The area was requisitioned by the Ministry of War in 1941, with labourers being brought in from Ireland, and several Scottish jails, to build the runways. Quarries were blasted out at Baugh and Balephetrish to provide hardcore for their construction, with the ruins of the derelict Glassary Seaweed Factory at Middleton, and the old stone storehouse on Scarinish jetty being claimed for the same purpose. Three runways were provided, and ten half-T2 type hangars.
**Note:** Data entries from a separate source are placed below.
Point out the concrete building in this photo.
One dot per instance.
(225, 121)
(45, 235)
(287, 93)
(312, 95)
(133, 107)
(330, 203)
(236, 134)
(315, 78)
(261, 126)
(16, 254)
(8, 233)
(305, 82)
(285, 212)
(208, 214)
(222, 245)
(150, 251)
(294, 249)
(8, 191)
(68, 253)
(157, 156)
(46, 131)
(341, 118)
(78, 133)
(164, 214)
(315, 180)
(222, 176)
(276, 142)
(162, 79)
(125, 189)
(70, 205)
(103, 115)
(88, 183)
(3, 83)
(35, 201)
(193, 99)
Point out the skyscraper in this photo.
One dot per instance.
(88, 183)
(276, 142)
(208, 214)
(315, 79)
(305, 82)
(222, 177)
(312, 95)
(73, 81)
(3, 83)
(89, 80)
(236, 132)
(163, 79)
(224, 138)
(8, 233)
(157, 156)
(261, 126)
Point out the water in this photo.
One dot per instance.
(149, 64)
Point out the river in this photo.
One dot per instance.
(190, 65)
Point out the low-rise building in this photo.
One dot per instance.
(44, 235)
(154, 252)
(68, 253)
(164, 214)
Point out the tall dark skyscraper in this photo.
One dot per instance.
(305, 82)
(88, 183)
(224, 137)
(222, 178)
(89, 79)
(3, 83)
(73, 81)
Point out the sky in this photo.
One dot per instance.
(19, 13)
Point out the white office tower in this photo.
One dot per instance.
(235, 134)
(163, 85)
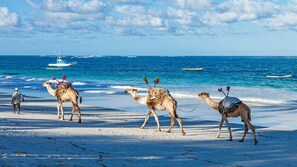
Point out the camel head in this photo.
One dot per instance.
(46, 84)
(203, 95)
(131, 91)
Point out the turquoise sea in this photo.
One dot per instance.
(101, 80)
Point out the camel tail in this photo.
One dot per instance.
(80, 99)
(249, 115)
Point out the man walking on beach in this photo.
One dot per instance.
(16, 99)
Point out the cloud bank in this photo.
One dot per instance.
(150, 17)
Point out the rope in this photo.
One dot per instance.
(188, 111)
(199, 101)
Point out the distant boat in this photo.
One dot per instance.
(279, 76)
(192, 69)
(61, 63)
(54, 68)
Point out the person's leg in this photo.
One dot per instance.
(19, 107)
(13, 107)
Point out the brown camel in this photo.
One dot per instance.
(167, 103)
(243, 111)
(70, 95)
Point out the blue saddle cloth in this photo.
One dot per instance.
(229, 104)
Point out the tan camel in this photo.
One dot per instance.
(70, 95)
(243, 111)
(168, 103)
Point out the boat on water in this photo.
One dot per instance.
(53, 68)
(192, 69)
(279, 76)
(61, 63)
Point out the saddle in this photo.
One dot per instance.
(229, 104)
(60, 92)
(156, 95)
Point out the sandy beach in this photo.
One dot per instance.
(109, 137)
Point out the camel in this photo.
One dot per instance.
(70, 95)
(243, 111)
(168, 103)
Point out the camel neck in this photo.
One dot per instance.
(139, 99)
(212, 104)
(50, 90)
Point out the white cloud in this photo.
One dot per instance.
(239, 10)
(153, 17)
(194, 4)
(7, 19)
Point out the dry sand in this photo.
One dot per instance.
(108, 137)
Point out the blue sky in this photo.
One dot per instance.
(148, 27)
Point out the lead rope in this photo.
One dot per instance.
(192, 109)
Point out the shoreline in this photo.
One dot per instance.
(109, 137)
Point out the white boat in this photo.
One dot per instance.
(279, 76)
(192, 69)
(53, 68)
(61, 63)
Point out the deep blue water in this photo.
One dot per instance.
(109, 75)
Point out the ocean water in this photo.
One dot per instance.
(101, 80)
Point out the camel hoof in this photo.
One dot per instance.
(256, 142)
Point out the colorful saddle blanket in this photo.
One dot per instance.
(229, 104)
(156, 94)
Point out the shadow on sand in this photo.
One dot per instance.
(24, 144)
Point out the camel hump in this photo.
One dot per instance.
(229, 104)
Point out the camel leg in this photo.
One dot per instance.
(253, 130)
(220, 126)
(78, 113)
(180, 124)
(72, 112)
(62, 111)
(244, 133)
(58, 108)
(146, 119)
(171, 123)
(156, 119)
(229, 127)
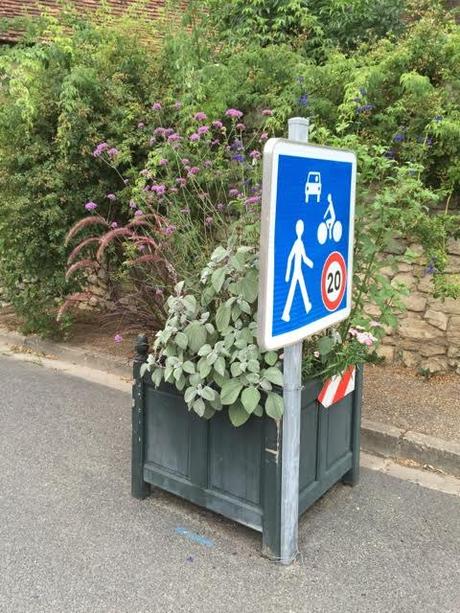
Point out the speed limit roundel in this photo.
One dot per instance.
(333, 280)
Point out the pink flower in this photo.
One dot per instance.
(100, 149)
(234, 113)
(158, 189)
(200, 116)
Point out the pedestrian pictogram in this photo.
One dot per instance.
(306, 241)
(296, 258)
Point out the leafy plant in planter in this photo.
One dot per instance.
(208, 347)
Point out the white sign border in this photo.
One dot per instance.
(275, 147)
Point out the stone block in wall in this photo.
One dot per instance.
(418, 329)
(425, 349)
(425, 284)
(436, 364)
(449, 305)
(453, 246)
(410, 359)
(405, 278)
(453, 330)
(387, 352)
(453, 351)
(415, 302)
(437, 319)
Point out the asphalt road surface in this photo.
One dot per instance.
(73, 540)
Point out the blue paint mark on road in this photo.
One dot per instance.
(192, 536)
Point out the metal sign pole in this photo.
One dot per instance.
(292, 384)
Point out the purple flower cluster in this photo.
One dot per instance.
(234, 113)
(365, 108)
(100, 149)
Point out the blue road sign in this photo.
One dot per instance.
(306, 247)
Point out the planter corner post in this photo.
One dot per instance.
(139, 488)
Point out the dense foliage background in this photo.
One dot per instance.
(381, 78)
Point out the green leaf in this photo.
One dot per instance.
(204, 368)
(204, 350)
(271, 358)
(274, 375)
(230, 391)
(250, 398)
(258, 411)
(274, 405)
(196, 334)
(157, 376)
(223, 316)
(236, 369)
(218, 278)
(250, 286)
(199, 407)
(188, 367)
(219, 365)
(238, 416)
(190, 394)
(208, 393)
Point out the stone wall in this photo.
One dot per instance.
(428, 334)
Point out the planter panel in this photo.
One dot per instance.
(237, 471)
(235, 458)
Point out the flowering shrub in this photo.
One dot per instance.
(200, 186)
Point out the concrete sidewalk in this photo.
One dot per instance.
(73, 539)
(388, 416)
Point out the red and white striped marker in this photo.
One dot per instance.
(337, 387)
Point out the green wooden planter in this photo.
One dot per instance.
(237, 471)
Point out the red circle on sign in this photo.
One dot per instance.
(333, 280)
Tiree was classified as a restricted area, and RAF Tiree was officially opened in November 1941. The airfield would eventually accommodate more than 2,000 aircrew and support staff.

  • From April 1942 to July 1942, 224 Squadron flying Hudsons on anti-submarine patrols, protecting North Atlantic convoys, and providing air sea rescue functions.
  • May 1942 July 1942, 304 Squadron, Coastal Command Wellingtons.
  • October 1942 to September 1943, airfield closed and on Care and Maintenance.
  • September 1943 to September 1945, 518 Squadron, Halifaxes from Stornoway, making weather measurement which involved flights of over 800 miles across the Atlantic, frequently in hazardous conditions with icing and high waves, which led to the loss of twelve aircraft.
  • February 1944 to September 1945, 281 Squadron, Ansons and Warwicks from Thornaby.

In 1944, two Halifax aircraft collided in low cloud over Island House to the south west of the airfield, one of those killed in the accident was the grandson of then Czech Prime Minister, Jan Masyrak.

Postwar development

The end of the war saw the transfer of the airfield to the Ministry of Civil Aviation on July 1, 1946, and the civil airfield opened in 1947.

About 1961, the RAF left the airfield, and it became a civilian airport under the Board of Trade.

In 1975, control passed to the Civil Aviation Authority (CAA).

In 1978, the airport was taken over by Highlands and Islands Airports Limited (HIAL).


Two operations room survive in the area, with a further operations room described to the east, and a Fighter Operations Room standing near the entrance to the airport. Many concrete bases for the hangars can be seen around this airfield.

A Royal Observer Corps (ROC) underground monitoring post was later sited near the operations room closest to the entrance.